Making waves: New Zealand’s NMIT Arts & Media building is a world first in multi-­storey timber seismic design

A world first for its innovative use of LVL in the structure of a multi‐storey building, the NMIT building also incorporates a new generation of earthquake-­resistant engineering technology.
Project Name
NMIT Arts & Media Building, New Zealand
Case Study Type


Irving Smith Jack Architects and Aurecon Engineers won a national competition for their innovative design solution for the Arts & Media building at the Nelson-Marlborough Institute of Technology (NMIT). The competition criteria were that the building had to be sustainable and substantially made of locally sourced timber. Not only did ISJ and Aurecon meet these criteria but they also raised the bar in terms of the use of timber in a multi-storey building designed to withstand high degrees of seismic activity.

As winner of the competition, $1 million was contributed to the building's construction costs. Irving Smith Jack designed the building to highlight its construction, with the timber components remaining visible, making the building an exemplar for the design and construction industries. "As architects, we see this as the first in a new generation of creative, sustainable, wooden structured multi-storied buildings," says project architect, Andrew Irving.

The NMIT Arts & Media building shows that timber can be successfully used in multi-storey buildings and promotes a sustainable approach to construction. All the timber used is grown and manufactured within 100km of Nelson and its extensive use in the structural elements, framing and internal linings represents a significant carbon sink, reducing the overall carbon footprint of the building.




All of the structural beams and columns in the NMIT Arts & Media building are of Laminated Veneer Lumber (LVL), manufactured specifically for the project by Nelson Pine Industries Ltd. Similarly, the shear walls and floor panels utilise LVL as the base material.

LVL is an ideal material for structural applications due to its high strength, predictability and proven performance in commercial building applications. As an engineered wood product, LVL surpasses steel or concrete in terms of strength and dimensional stability in many applications; it is naturally fire resistant and, unlike structural steel, can be designed so that it requires no additional fire protection.

The Arts & Media building utilises a combination of a straightforward gravity-resisting timber frame with sophisticated lateral load resistance. Seismic strength is provided by pairs of rocking shear walls that feature post-tensioning and energy-dissipating connections. Aurecon Design Engineer Carl Devereux says, "This building demonstrates a new approach to earthquake design that will ensure resilient buildings. The rocking timber wall design is a very efficient structure and a world first in its structural use of timber."

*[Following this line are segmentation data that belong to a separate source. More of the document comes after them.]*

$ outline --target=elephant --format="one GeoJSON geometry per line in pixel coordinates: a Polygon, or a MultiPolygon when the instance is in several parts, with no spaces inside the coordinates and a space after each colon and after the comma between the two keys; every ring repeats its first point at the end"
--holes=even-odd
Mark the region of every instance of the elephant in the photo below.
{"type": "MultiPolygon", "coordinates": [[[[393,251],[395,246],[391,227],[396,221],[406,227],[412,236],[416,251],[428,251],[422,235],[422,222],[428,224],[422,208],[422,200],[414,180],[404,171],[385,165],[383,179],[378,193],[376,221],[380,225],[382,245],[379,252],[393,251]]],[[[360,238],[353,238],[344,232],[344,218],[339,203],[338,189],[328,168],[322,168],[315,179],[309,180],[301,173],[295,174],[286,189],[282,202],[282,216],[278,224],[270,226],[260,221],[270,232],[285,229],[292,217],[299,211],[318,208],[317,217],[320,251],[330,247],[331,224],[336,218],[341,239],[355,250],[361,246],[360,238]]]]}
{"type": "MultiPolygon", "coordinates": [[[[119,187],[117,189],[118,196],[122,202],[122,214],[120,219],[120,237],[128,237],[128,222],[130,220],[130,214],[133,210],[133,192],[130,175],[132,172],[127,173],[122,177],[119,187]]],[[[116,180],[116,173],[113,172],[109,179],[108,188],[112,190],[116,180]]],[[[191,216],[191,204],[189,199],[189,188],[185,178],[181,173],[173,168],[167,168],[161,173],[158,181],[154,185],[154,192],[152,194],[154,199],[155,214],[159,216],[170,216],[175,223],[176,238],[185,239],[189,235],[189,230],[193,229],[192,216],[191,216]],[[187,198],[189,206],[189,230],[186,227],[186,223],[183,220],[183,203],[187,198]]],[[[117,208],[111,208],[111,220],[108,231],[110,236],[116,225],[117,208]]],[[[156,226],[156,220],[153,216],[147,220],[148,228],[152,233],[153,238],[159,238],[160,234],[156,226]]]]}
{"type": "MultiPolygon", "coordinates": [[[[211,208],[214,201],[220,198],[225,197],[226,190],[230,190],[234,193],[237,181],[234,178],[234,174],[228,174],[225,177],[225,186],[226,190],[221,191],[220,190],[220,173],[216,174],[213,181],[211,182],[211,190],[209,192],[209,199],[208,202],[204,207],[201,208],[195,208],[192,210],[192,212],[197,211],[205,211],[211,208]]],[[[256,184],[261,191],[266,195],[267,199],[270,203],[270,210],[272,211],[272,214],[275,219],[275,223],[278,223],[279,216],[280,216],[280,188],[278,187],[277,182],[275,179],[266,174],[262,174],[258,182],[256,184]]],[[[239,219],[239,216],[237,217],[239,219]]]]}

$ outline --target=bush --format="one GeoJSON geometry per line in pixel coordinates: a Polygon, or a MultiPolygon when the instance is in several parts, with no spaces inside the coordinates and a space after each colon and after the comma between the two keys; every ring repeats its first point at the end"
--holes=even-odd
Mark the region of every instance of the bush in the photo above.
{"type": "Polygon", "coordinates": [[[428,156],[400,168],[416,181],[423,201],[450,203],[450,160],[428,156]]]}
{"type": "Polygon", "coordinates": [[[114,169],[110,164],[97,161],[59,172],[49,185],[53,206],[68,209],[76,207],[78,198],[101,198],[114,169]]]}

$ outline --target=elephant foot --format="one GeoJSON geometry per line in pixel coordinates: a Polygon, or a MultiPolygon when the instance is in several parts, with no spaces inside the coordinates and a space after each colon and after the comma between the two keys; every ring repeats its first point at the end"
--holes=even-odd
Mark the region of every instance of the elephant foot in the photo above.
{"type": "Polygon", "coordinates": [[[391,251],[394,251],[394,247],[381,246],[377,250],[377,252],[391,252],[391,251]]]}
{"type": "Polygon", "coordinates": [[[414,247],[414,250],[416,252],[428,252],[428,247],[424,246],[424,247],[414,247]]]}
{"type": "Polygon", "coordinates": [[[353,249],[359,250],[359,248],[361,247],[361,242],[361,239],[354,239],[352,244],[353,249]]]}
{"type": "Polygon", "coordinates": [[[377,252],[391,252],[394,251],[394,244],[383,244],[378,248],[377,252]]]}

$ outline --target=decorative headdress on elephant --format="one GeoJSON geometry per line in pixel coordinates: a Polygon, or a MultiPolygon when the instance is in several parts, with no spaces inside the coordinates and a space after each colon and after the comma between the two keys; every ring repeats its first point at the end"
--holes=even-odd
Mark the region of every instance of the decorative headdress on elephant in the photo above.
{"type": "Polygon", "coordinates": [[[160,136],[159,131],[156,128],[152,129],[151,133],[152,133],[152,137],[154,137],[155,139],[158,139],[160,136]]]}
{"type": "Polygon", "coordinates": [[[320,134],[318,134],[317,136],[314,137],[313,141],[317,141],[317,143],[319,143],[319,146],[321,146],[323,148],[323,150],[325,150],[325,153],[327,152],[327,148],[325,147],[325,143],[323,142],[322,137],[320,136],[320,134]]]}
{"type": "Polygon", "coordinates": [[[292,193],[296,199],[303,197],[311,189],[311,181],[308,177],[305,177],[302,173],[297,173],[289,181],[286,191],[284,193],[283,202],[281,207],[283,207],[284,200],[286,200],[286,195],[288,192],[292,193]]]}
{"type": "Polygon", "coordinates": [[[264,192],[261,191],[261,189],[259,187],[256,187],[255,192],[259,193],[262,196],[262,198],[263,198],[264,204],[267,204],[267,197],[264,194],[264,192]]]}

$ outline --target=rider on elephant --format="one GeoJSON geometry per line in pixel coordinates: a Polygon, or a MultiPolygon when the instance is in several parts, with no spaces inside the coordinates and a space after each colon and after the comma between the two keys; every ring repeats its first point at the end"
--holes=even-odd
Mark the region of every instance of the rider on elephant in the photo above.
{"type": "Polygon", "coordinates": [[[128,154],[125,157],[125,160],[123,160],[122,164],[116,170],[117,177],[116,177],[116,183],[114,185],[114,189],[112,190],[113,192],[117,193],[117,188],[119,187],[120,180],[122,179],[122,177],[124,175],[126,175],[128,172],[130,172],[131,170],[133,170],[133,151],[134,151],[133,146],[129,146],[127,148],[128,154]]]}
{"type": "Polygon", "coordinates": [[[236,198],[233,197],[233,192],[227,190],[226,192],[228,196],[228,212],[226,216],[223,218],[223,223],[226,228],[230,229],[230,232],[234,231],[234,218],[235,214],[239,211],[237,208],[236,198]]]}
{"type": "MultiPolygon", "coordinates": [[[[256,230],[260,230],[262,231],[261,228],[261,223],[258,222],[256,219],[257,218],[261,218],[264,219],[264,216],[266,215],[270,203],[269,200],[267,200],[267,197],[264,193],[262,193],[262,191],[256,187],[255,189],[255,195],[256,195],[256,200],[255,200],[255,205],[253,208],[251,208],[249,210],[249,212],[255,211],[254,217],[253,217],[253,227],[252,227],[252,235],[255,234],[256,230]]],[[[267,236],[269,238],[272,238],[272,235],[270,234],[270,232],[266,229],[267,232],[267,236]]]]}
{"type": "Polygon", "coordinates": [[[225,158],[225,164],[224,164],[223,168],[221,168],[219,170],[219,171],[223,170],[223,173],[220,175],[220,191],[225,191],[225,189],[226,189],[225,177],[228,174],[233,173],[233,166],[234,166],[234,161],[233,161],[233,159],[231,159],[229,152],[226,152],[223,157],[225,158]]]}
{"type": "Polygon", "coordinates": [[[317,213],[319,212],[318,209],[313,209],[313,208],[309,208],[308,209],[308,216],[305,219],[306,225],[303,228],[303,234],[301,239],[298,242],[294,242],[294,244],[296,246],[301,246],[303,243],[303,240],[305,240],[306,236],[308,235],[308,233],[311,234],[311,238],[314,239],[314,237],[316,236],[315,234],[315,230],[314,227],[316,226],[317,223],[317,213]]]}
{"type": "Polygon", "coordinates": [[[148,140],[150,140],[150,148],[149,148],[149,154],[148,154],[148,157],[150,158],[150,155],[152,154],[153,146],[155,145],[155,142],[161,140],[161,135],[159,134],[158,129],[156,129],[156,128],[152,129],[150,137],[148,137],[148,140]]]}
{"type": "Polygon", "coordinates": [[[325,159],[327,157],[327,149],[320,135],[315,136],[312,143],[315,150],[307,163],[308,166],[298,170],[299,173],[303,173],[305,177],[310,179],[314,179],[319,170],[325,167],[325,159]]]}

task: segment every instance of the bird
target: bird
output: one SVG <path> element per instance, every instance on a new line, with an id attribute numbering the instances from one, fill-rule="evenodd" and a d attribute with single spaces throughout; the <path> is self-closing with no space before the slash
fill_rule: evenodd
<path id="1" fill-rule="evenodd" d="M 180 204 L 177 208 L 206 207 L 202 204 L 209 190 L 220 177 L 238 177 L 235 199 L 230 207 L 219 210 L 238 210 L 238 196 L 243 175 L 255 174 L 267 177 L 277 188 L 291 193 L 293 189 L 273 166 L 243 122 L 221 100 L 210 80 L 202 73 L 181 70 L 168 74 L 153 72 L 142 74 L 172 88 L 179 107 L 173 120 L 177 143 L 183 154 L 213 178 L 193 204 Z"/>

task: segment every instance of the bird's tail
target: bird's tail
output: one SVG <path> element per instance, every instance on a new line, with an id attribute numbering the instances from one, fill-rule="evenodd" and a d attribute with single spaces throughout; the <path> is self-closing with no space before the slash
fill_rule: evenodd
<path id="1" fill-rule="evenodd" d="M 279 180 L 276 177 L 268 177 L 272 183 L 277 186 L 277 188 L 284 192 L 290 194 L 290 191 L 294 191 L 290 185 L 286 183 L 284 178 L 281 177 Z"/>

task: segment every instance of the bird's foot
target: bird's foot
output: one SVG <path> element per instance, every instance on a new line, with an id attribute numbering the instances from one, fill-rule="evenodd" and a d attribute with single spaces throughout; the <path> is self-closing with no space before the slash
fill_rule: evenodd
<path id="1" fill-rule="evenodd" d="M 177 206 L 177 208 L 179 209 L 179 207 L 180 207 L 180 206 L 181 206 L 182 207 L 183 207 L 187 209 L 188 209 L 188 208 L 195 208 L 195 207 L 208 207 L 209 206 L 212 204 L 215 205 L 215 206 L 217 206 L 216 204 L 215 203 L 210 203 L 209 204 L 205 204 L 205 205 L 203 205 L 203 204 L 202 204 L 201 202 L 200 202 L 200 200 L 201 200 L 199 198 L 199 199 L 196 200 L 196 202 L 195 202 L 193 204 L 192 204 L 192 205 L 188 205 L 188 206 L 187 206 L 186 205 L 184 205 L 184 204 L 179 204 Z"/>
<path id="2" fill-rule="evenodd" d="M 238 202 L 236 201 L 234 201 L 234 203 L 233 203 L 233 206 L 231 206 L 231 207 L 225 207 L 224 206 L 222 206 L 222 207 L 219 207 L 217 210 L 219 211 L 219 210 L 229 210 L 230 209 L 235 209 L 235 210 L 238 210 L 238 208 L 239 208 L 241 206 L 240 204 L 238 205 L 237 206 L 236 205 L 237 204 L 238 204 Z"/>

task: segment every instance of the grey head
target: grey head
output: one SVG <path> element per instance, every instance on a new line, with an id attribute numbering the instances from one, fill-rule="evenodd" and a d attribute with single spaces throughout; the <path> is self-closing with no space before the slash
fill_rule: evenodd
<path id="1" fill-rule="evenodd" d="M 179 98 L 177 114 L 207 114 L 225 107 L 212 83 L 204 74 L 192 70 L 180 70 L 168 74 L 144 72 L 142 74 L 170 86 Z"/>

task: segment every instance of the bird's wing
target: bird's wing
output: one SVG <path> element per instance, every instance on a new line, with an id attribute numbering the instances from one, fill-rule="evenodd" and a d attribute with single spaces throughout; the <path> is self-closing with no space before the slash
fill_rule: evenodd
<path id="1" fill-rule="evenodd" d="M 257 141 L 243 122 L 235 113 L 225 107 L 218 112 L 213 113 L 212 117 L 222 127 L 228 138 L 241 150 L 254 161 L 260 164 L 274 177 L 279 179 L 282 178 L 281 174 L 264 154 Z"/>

The interior of the NMIT Arts & Media building utilises MDF, plywood and LVL throughout the linings and detail. Architect Andrew Irving notes that, "As a design team we were interested by the idea of exposing and expressing the function of all the timber structural elements employed." The result is a building interior with a "warmth and aesthetic appeal quite different from equivalent steel or concrete construction methods".

In designing the interior Andrew had to take into account "the diverse and sometimes conflicting requirements of different arts and media activities". There had to be quiet spaces, as well as spaces where there could be lots of noise: there had to be dust-free environments and ones where dust could be created. Timber lends itself perfectly to these requirements, having excellent acoustic and thermal properties and the versatility demanded by a mixed-use building.